- class sdr.BinaryErasureChannel(sdr.Channel)
Implements a binary erasure channel (BEC).
Notes
The inputs to the BEC are \(x_i \in \mathcal{X} = \{0, 1\}\) and the outputs are \(y_i \in \mathcal{Y} = \{0, 1, e\}\). The capacity of the BEC is
\[C = 1 - p \ \ \text{bits/channel use} .\]References
John Proakis, Digital Communications, Chapter 6.5-1: Channel Models.
Examples
When 20 bits are passed through a BEC with erasure probability \(p=0.25\), roughly 5 bits are erased at the output.
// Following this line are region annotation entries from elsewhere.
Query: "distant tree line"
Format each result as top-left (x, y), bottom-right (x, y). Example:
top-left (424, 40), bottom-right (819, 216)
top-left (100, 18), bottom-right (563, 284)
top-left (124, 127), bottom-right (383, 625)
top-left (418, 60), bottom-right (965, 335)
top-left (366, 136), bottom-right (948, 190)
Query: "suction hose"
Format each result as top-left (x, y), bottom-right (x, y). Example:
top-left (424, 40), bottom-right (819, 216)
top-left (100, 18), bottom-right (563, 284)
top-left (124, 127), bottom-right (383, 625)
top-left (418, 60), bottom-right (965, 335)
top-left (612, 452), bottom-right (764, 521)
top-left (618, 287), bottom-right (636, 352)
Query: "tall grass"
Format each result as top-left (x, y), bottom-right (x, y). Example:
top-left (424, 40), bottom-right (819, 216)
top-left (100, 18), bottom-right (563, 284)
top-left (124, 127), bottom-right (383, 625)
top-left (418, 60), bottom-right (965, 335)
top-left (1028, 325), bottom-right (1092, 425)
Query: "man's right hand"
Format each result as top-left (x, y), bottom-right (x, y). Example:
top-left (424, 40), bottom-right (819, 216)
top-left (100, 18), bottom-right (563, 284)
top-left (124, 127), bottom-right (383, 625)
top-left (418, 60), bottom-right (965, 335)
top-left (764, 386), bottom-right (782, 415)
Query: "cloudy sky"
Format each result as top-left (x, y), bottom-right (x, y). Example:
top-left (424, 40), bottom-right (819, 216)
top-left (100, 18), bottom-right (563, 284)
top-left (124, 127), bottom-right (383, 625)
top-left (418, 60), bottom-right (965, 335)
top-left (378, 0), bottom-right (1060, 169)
In [1]: bec = sdr.BinaryErasureChannel(0.25, seed=1) In [2]: x = np.random.randint(0, 2, 20); x Out[2]: array([0, 1, 1, 0, 1, 1, 1, 1, 1, 1, 1, 0, 0, 1, 0, 0, 0, 0, 0, 1]) In [3]: y = bec(x); y Out[3]: array([ 0, 1, -1, 0, 1, 1, 1, 1, 1, -1, 1, 0, 0, 1, 0, 0, -1, 0, -1, 1]) In [4]: np.count_nonzero(x != y) Out[4]: 4
The capacity of this BEC is 0.75 bits/channel use.
In [5]: bec.capacity Out[5]: 0.75
When the probability \(p\) of bit erasure is 0, the capacity of the channel is 1 bit/channel use. However, as the probability of erasure approaches 1, the capacity of the channel linearly approaches 0.
In [6]: p = np.linspace(0, 1, 101); \ ...: C = sdr.BinaryErasureChannel.capacities(p) ...: In [7]: plt.figure(); \ ...: plt.plot(p, C); \ ...: plt.xlabel("Erasure probability, $p$"); \ ...: plt.ylabel("Capacity (bits/channel use), $C$"); \ ...: plt.title("Capacity of the Binary Erasure Channel"); ...:
Constructors¶
Special methods¶
Methods¶
- static capacities(p: ArrayLike) NDArray[float64]
Calculates the capacity of BEC channels.
Properties¶
- property X : NDArray[np.int_]
The input alphabet \(\mathcal{X} = \{0, 1\}\) of the BEC channel.
- property Y : NDArray[np.int_]
The output alphabet \(\mathcal{Y} = \{0, 1, e\}\) of the BEC channel. Erasures \(e\) are represented by -1.